The Washington Post: “It is no accident that many of the nation’s top universities hold their graduation ceremonies this month outdoors, in the designed landscape. Perhaps no other institution has embraced this ideal more than Swarthmore College, the small liberal arts college 10 miles southwest of Philadelphia … Created in 1929, the Scott Arboretum grants Swarthmore’s 1,500 students an academic life immersed in the plant kingdom.”
“Covering about 300 acres, it fuses three key elements: an arboretum of old and rare trees, a series of designed gardens around and among the college buildings, and a group of major plant collections that include magnolias, flowering cherries, hydrangeas and tree peonies. Add to that an adjoining 220-acre native hardwood forest — Crum Woods — and you reach the idea that if any place can take young and curious minds out of the digital universe and back into the physical world, it is here.”
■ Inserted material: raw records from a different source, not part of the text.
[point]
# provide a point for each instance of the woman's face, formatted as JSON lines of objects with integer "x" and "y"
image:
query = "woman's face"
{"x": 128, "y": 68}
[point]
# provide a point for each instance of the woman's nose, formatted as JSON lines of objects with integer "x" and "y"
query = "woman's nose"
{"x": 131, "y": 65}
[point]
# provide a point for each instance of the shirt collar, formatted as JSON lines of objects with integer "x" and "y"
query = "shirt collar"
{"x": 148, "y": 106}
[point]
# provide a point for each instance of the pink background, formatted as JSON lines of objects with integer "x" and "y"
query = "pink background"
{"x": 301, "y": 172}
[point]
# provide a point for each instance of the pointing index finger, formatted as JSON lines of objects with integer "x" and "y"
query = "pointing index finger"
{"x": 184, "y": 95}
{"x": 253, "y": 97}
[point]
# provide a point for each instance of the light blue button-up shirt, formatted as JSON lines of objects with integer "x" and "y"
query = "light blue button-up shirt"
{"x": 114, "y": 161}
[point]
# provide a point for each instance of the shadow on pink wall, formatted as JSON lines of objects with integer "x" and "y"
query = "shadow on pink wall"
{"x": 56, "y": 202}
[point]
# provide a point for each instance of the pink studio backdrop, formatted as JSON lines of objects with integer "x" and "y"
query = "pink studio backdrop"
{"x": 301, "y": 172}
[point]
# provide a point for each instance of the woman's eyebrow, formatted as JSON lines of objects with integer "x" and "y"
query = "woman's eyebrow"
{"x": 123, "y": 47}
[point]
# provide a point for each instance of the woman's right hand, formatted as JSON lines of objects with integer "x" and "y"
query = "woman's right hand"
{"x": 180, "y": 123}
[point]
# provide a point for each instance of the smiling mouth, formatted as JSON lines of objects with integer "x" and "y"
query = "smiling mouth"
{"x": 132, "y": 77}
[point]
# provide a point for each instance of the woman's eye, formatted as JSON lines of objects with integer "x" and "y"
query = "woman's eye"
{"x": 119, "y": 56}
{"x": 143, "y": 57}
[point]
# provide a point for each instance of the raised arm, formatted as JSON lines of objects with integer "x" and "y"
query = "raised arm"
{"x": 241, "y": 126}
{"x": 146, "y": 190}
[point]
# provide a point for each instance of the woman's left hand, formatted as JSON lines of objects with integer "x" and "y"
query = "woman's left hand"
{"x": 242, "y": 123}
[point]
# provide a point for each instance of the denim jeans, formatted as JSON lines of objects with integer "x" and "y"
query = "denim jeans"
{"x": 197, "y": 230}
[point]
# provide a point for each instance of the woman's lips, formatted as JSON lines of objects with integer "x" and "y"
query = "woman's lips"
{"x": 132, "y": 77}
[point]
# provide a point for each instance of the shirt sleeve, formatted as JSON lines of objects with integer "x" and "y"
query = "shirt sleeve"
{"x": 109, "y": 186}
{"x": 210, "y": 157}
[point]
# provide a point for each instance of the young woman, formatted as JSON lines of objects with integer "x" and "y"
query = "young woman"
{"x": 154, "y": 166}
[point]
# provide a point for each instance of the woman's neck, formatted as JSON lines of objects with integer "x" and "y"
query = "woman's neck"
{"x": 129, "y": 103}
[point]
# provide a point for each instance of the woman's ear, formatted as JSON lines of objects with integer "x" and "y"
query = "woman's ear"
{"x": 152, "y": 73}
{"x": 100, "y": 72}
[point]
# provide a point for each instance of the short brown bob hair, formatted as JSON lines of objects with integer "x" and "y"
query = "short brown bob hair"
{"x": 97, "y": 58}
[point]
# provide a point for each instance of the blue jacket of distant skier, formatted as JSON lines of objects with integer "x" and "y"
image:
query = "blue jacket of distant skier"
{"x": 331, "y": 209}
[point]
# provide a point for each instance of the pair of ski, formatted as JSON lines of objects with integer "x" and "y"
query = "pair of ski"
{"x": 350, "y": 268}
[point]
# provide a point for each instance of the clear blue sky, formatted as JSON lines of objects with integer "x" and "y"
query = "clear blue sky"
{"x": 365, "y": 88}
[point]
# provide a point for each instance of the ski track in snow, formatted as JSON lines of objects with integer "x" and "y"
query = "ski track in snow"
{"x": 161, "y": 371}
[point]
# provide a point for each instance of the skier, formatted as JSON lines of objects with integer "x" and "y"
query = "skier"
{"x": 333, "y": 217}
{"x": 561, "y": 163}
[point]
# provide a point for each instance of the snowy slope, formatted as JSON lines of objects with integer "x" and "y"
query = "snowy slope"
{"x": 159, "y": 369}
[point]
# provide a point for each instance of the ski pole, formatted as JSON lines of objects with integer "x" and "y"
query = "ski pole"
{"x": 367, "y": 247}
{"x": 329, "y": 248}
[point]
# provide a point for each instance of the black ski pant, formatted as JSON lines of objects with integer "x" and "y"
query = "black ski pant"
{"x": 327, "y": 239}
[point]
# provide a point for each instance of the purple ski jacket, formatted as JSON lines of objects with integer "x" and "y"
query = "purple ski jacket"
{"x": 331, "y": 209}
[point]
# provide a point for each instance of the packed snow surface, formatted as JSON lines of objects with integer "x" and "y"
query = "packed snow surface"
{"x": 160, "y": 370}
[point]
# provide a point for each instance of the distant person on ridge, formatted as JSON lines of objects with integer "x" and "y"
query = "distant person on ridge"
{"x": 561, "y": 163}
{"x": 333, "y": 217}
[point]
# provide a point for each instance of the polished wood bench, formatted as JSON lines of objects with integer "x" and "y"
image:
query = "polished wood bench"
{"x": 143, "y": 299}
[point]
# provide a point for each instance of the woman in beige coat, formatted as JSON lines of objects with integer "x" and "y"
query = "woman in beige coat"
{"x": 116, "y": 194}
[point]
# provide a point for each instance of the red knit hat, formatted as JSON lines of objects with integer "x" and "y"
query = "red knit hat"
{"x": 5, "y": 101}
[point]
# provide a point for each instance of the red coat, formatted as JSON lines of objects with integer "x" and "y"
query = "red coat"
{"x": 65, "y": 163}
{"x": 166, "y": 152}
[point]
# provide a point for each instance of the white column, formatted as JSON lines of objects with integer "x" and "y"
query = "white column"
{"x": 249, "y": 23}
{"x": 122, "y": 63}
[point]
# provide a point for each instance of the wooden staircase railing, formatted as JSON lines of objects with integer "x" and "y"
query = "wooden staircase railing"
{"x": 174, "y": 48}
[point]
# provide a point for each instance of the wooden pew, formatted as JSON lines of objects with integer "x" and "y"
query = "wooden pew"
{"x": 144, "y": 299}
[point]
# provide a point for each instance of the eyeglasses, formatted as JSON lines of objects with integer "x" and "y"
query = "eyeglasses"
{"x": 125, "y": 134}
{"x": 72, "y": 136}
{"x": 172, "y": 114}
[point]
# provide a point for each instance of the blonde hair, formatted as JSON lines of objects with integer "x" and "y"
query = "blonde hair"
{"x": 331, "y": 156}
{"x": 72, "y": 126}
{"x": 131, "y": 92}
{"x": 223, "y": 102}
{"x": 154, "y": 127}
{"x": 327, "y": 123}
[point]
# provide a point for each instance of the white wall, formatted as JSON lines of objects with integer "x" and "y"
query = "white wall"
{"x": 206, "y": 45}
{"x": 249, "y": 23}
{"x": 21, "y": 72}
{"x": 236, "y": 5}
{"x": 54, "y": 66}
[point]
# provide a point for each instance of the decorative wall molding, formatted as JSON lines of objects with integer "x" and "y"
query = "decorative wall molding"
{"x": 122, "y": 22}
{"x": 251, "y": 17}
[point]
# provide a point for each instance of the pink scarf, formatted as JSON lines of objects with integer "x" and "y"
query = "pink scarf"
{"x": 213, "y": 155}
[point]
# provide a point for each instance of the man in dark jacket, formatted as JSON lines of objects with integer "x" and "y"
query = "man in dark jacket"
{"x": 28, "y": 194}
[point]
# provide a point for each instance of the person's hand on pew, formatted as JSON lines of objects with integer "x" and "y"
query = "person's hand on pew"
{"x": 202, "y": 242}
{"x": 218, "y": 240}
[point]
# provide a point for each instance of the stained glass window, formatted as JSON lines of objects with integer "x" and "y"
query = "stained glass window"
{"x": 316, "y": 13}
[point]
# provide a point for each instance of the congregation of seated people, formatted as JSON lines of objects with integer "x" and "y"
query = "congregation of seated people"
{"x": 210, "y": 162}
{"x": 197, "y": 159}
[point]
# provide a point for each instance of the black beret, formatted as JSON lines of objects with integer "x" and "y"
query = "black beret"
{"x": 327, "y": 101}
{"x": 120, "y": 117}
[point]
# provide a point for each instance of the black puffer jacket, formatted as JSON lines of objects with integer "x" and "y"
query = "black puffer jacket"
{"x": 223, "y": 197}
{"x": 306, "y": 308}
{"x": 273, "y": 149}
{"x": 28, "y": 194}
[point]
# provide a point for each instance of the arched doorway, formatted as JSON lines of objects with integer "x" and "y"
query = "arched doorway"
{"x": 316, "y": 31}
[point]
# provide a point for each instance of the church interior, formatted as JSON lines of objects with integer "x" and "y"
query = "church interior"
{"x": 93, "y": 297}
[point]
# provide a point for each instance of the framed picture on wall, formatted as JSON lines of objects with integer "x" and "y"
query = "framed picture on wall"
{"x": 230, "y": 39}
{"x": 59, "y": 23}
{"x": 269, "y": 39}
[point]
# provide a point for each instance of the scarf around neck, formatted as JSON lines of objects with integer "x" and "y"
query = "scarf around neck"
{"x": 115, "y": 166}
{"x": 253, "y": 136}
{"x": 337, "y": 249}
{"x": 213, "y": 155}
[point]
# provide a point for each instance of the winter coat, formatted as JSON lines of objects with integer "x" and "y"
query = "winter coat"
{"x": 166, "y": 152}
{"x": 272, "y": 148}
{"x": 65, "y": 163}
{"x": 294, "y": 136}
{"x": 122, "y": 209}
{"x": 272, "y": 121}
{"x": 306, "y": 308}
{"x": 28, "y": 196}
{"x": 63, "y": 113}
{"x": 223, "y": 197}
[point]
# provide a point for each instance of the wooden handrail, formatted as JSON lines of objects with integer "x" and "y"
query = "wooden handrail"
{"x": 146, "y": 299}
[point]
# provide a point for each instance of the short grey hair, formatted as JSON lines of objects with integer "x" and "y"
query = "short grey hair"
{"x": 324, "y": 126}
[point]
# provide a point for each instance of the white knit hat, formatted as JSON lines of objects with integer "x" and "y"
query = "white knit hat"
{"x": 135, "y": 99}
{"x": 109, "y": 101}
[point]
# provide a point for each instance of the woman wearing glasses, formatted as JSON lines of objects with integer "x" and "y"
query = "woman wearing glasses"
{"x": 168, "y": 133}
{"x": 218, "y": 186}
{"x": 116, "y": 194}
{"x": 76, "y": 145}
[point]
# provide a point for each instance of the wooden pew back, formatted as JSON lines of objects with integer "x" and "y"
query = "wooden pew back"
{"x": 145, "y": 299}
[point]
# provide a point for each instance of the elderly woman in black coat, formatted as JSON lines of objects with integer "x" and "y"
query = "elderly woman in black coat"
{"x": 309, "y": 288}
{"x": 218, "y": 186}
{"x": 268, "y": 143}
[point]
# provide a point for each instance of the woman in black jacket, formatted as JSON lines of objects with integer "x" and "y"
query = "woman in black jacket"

“Sometimes, the gardens function as an outdoor classroom — exquisitely at the Science Center, where the outer wall of one building doubles as a chalkboard … Two gardens move front and center for this weekend’s commencement … The first is the Dean Bond Rose Garden … This Sunday, by tradition, approximately 350 graduating seniors will go to the garden, select a rose and have it pinned to their gown. They will then proceed to the commencement ceremony itself, which occurs in the Scott Outdoor Amphitheater … The tradition of commencement in this space is so strong that it is held rain or shine.”
John Beardsley, the director of garden and landscape studies at Harvard comments: “Clearly a campus is not necessary to learning — you can learn online — but you learn something else in a shared landscape space, which is about creating a sense of belonging.”